VQGAN+CLIP
NOTE
While VQGAN+CLIP has its own aesthetic, a newer, "better" algorithm named stable diffusion has been released to generate images from a sentence. You can find a tutorial for stable diffusion on this page
Generate Images from a text prompt
In this tutorial we will create images by typing text.
If you want to do this from your home you can use this colab: https://github.com/justin-bennington/somewhere-ml/blob/main/S2_GAN_Art_Generator_(VQGAN%2C_CLIP%2C_Guided_Diffusion).ipynb How to use it is described here: https://docs.google.com/document/d/1Lu7XPRKlNhBQjcKr8k8qRzUzbBW7kzxb5Vu72GMRn2E/edit
However, it is much faster to work on the computers at the Interaction Station, where we installed everything you need on the pc's in WH.02.110.
Step 1: Boot the PC to Ubuntu
We need to start the computer in the Linux Ubuntu Operating System, so when you start the computer keep an eye on the screen. When it lists some options, select "Ubuntu". If the computer starts Windows, you missed it. Just restart the computer and try again. When it starts Ubuntu and asks you for a login, select user "InteractionStation", and type the password "toegangstud"
Step 2: Start the conda environment in a terminal
Click the "Show appplications" icon in the bottom left of the screen and type "terminal" in the search box.

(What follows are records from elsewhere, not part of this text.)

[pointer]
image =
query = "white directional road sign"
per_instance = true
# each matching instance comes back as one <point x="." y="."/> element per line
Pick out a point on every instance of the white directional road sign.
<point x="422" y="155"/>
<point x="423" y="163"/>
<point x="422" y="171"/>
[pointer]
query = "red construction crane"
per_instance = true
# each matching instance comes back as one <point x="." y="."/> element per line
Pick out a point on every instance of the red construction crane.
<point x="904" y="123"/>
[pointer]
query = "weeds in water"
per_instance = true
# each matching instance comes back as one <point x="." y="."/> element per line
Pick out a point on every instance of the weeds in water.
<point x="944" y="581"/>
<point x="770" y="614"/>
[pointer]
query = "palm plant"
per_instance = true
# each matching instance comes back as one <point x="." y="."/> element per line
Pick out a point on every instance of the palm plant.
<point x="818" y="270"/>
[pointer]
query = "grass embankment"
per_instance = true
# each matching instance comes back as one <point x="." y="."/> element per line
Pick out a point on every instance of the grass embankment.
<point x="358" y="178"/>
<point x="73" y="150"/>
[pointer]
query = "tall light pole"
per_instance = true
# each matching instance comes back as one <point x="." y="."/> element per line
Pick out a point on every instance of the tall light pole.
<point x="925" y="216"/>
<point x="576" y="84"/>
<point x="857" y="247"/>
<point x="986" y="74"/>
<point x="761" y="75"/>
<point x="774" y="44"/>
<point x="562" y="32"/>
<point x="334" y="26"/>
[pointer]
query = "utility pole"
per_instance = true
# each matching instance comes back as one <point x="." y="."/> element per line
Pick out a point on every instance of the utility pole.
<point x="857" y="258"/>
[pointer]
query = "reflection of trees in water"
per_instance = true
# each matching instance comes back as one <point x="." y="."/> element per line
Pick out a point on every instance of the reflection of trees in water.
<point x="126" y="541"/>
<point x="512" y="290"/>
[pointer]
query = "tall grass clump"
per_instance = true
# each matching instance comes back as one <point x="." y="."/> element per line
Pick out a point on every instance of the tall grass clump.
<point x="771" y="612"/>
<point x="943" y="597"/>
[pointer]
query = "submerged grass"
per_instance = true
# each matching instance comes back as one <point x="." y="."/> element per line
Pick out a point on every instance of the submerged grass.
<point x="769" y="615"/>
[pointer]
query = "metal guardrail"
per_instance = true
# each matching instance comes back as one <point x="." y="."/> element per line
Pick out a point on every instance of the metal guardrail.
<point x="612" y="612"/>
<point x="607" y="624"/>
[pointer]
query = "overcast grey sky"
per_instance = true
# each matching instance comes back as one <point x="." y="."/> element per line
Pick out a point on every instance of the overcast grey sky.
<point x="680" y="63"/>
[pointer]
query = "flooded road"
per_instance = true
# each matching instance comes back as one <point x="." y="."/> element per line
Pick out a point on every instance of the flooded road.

Select the terminal icon that pops up. This will open a black window that will allow you to type commands. type the following:
cd MachineLearning/VQGAN_CLIP-Docker
and then
conda activate vqgan-clip
You are now ready to run things but first we must modify the configuration file to your wishes.
Step 3: Modify the configuration file
Click on the "Files" icon in the top left of the Ubuntu screen and navigate to MachineLearning - VQGAN_CLIP-Docker - configs. Now open the file called "local.json" Some of the things you can change here are a bit mysterious but let's have a look at some that are interesting to us for sure
prompts
Here you can type what image to generate.
For example:
“prompts”: [“Wild roses near a river”],
You can enter multiple text prompts like this:
“prompts”: [“Wild roses near a river”, “Giger”],
It is also possible to give weights to each text. All weights should add up to 100. e.g.:
“prompts”: [“Wild roses near a river:80”, “Giger:20”],
This will result in less Giger, and more Wild roses near a river
Choosing keywords wisely for your prompts can make a huge difference!
You can see this clearly from the grid posted here https://imgur.com/a/SnSIQRu
Image Prompts
You can also give the algorithm one or more image prompts. The computer will try to make images that are similar to the image prompts specified.
“image_prompts”:[“./hanhoogerbrugge.jpg”],
Copy the images that you use in the VQGAN-CLIP-Docker folder
This was generated after 250 iterations using prompt: "A drawing in the style of Giger" and the following image prompt:
Max Iterations
Here you specify how many steps to take. More iterations will lead to more detail, and will take longer to process. 250 is usually a nice number to see if it is going in a direction you like. The more iterations the more detail, but this will also take longer to process.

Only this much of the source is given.